I remember a specific afternoon where Claire finally finished her typeface. She called it ‘Respite.’ It was open, airy, and incredibly easy on the eyes. She told me she designed the most difficult characters-the ‘s’ and the ‘z’-while sitting in a park eating a full sandwich with actual gluten. She wasn’t tracking her heart rate. She wasn’t checking her steps. She was just a human being with enough glucose in her brain to function. That, to me, is the pinnacle of wellness. It isn’t the ability to run a marathon on a stomach full of celery juice; it’s the ability to create something beautiful because you aren’t too tired to think.
Paradox:
You are allowed to be tired, but you shouldn’t be tired because you are trying so hard to be healthy. If your lifestyle is a burden, it isn’t a healthy lifestyle. It’s just a different kind of illness.
The Path to Flexibility
I’ve made 3 specific mistakes this week in my pursuit of balance. First, I tried to meditate while hungry, which just resulted in me visualizing a giant pizza descending from the heavens. Second, I told a friend that I was ‘too busy for a walk’ because I had to finish my ‘mobility routine.’ The absurdity of that statement hit me about 13 minutes after I said it. Third, I bought a supplement that promised to ‘unlock my inner fire,’ only to realize it was just $73 worth of caffeine and marketing. We are all learning. We are all trying to navigate this weird space where we want to feel good but are constantly sold a version of ‘feeling good’ that feels terrible.
Mistake 1 (Hunger)
Mistake 2 (Absurdity)
Mistake 3 (Caffeine)
So, maybe stop. Just for 43 seconds. Don’t check your pulse. Don’t think about your macros. Don’t wonder if the seat you’re sitting in is ergonomic. Just notice the weight of your body. If it feels heavy, ask why. Is it heavy because you’ve lived a big, full day? Or is it heavy because you’ve spent the whole day starving it of what it actually desires? The body is not a project to be completed. It is the vessel through which you experience the only life you get. It deserves to be fueled, not just managed. It deserves to be listened to, even when it’s saying things that don’t fit into a 12-week transformation plan.
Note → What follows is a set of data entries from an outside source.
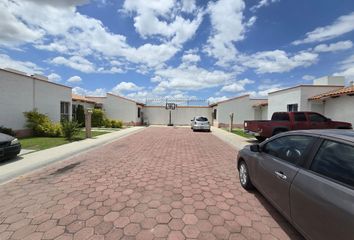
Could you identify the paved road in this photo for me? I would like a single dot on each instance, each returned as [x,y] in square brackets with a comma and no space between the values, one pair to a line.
[161,183]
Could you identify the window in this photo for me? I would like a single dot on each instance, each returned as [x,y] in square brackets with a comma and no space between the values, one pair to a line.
[292,107]
[289,148]
[64,111]
[300,117]
[315,117]
[74,109]
[335,160]
[280,117]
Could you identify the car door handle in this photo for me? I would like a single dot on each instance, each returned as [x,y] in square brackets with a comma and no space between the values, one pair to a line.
[280,175]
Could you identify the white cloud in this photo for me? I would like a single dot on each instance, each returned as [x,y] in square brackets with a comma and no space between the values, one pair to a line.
[308,77]
[53,77]
[346,68]
[263,3]
[81,35]
[236,86]
[125,87]
[27,67]
[159,18]
[277,61]
[189,76]
[75,79]
[216,99]
[13,31]
[99,92]
[333,47]
[75,62]
[344,24]
[190,58]
[227,28]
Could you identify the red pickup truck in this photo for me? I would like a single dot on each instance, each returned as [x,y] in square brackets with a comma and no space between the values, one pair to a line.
[287,121]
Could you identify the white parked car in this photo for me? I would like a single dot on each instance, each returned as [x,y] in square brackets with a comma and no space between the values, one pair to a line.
[200,123]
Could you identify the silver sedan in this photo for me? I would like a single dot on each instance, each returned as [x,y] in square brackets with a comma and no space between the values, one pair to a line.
[308,176]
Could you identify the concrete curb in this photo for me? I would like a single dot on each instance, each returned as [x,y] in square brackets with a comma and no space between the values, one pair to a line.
[33,161]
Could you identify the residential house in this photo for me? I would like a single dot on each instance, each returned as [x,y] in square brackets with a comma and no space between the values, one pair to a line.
[182,115]
[242,107]
[297,98]
[337,104]
[20,93]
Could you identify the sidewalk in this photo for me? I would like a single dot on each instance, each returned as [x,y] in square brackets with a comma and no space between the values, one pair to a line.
[234,140]
[33,161]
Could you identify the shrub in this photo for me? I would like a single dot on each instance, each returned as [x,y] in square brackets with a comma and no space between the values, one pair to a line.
[7,131]
[80,115]
[41,125]
[117,124]
[70,129]
[97,119]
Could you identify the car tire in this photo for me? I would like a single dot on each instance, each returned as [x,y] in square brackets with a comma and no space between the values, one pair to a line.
[277,131]
[260,139]
[244,176]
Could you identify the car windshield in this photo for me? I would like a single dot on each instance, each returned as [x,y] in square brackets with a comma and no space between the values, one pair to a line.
[201,119]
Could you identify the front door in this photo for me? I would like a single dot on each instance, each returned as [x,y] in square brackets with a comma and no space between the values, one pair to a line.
[278,164]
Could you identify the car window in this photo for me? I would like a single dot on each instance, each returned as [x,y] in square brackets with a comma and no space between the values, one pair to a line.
[202,119]
[280,117]
[299,117]
[289,148]
[335,160]
[314,117]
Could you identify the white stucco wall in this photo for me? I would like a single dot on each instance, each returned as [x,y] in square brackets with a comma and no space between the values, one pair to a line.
[119,108]
[242,107]
[84,104]
[180,116]
[278,101]
[19,93]
[340,109]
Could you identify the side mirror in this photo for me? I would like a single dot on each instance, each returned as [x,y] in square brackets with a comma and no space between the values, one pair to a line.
[255,148]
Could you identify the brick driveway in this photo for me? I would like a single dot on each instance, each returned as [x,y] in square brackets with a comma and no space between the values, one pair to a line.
[161,183]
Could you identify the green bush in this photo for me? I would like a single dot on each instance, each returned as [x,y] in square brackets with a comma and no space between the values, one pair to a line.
[80,115]
[7,131]
[107,123]
[117,123]
[41,125]
[70,129]
[97,119]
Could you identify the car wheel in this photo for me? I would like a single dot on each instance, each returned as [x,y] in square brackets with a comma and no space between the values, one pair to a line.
[260,139]
[277,131]
[244,176]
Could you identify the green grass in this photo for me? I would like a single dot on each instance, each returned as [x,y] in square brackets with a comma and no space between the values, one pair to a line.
[241,133]
[41,143]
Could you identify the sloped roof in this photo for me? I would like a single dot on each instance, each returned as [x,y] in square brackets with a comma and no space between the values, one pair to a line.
[334,93]
[261,104]
[76,97]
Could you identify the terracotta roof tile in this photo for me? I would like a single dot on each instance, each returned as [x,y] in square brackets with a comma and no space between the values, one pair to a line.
[334,93]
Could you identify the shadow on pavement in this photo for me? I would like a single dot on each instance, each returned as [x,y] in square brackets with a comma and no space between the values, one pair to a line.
[276,215]
[11,160]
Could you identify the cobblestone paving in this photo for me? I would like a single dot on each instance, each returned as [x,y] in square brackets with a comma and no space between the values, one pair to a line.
[161,183]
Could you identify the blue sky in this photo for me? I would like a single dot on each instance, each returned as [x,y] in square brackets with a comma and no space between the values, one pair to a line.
[187,49]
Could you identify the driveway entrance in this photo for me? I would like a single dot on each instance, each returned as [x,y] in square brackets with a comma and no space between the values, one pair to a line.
[161,183]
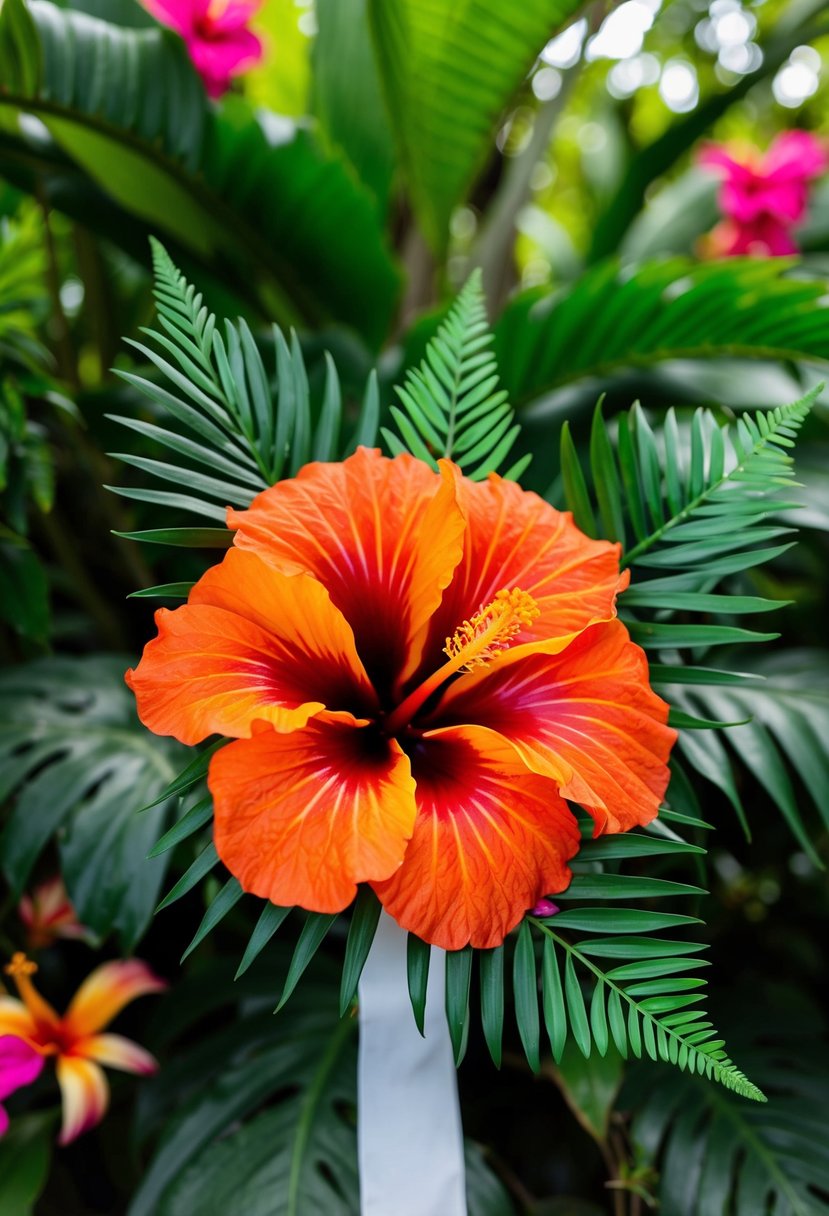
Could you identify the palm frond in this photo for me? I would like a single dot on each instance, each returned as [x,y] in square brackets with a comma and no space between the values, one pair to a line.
[616,317]
[79,765]
[451,404]
[700,514]
[703,517]
[218,409]
[785,736]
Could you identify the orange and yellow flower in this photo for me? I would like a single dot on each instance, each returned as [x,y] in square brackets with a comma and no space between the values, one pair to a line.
[74,1041]
[49,915]
[417,671]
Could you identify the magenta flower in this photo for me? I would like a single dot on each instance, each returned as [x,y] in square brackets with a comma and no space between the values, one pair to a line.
[215,34]
[20,1064]
[763,197]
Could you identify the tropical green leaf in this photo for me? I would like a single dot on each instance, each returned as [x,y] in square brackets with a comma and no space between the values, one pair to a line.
[800,24]
[347,96]
[225,412]
[449,72]
[646,1002]
[451,405]
[79,766]
[749,1158]
[705,513]
[361,933]
[293,229]
[785,738]
[613,319]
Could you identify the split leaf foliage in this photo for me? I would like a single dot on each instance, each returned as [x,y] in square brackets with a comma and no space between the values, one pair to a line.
[79,765]
[615,317]
[275,1131]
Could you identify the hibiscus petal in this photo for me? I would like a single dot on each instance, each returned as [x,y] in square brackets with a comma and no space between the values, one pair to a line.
[490,839]
[586,718]
[85,1096]
[114,1051]
[252,643]
[304,817]
[382,535]
[105,992]
[514,539]
[20,1064]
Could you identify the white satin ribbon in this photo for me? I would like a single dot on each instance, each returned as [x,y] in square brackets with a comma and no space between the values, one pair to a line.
[410,1141]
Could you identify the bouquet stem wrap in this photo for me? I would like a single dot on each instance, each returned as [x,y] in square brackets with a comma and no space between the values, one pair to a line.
[409,1131]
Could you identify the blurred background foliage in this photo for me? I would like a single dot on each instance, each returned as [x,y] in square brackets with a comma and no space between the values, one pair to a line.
[347,187]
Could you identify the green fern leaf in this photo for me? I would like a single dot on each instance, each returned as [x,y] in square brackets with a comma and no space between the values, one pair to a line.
[219,409]
[451,404]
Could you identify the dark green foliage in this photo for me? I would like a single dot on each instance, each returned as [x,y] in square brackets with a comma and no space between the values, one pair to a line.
[82,766]
[698,516]
[720,1154]
[642,1001]
[274,1132]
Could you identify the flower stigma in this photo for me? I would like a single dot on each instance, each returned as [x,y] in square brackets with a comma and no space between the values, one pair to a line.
[491,630]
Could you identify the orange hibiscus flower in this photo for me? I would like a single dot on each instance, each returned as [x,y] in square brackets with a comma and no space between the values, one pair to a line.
[418,670]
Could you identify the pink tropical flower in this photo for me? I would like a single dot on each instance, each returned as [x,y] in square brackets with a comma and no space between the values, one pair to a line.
[48,915]
[74,1040]
[216,35]
[762,196]
[20,1064]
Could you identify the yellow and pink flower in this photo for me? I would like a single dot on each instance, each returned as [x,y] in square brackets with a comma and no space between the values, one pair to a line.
[30,1031]
[49,915]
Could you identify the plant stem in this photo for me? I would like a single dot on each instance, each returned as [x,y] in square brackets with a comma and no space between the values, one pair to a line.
[65,352]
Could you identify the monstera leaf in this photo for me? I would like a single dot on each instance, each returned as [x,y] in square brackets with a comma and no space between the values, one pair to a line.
[80,766]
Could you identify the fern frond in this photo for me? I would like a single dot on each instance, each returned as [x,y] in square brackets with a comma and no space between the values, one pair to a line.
[451,404]
[699,516]
[748,1159]
[688,521]
[643,1000]
[218,407]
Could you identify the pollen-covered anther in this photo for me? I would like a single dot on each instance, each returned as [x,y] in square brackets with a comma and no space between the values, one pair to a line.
[492,629]
[20,966]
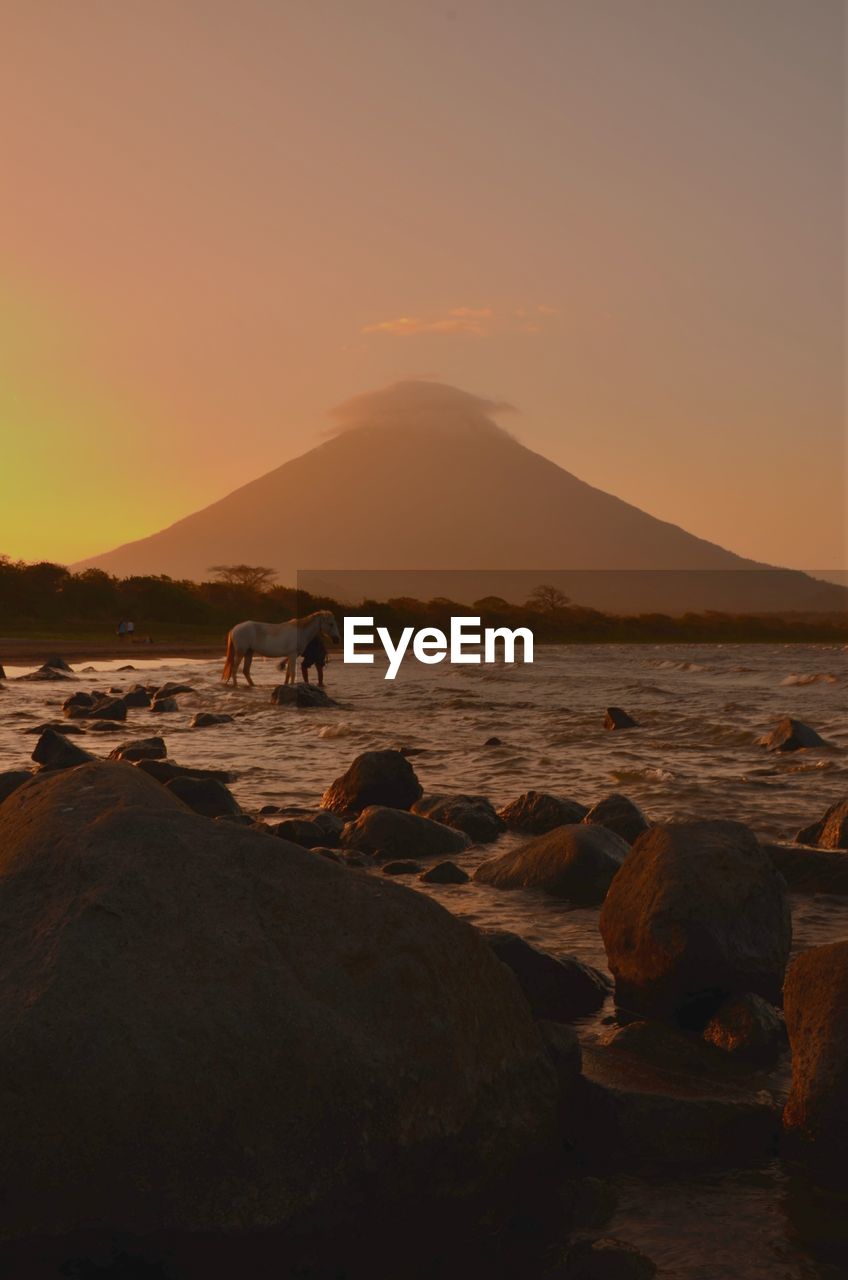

Claire R. is currently working on a new project. It’s a bold, heavy-weight font. She says she has the energy for ‘heavy’ things now because she stopped trying to be so ‘light.’ There is a profound lesson in that. When we stop trying to disappear, we finally have the substance to make an impact. We find the energy to speak up, to build, and to exist without the constant hum of biological anxiety.
I caught myself talking to myself again. This time, I was just saying, ‘You’re doing okay.’ And for the first time in 13 days, I actually believed it. The cursor is still blinking, but I’m not staring at it with dread. I’m going to go eat something that didn’t come out of a blender, and then I’m going to do absolutely nothing for 23 minutes. Not for ‘recovery.’ Not for ‘wellness.’ Just because I can.
What would your life look like if your health routine actually gave you back your time instead of stealing it?
– The antidote to burnout is not better management, but deeper allowance.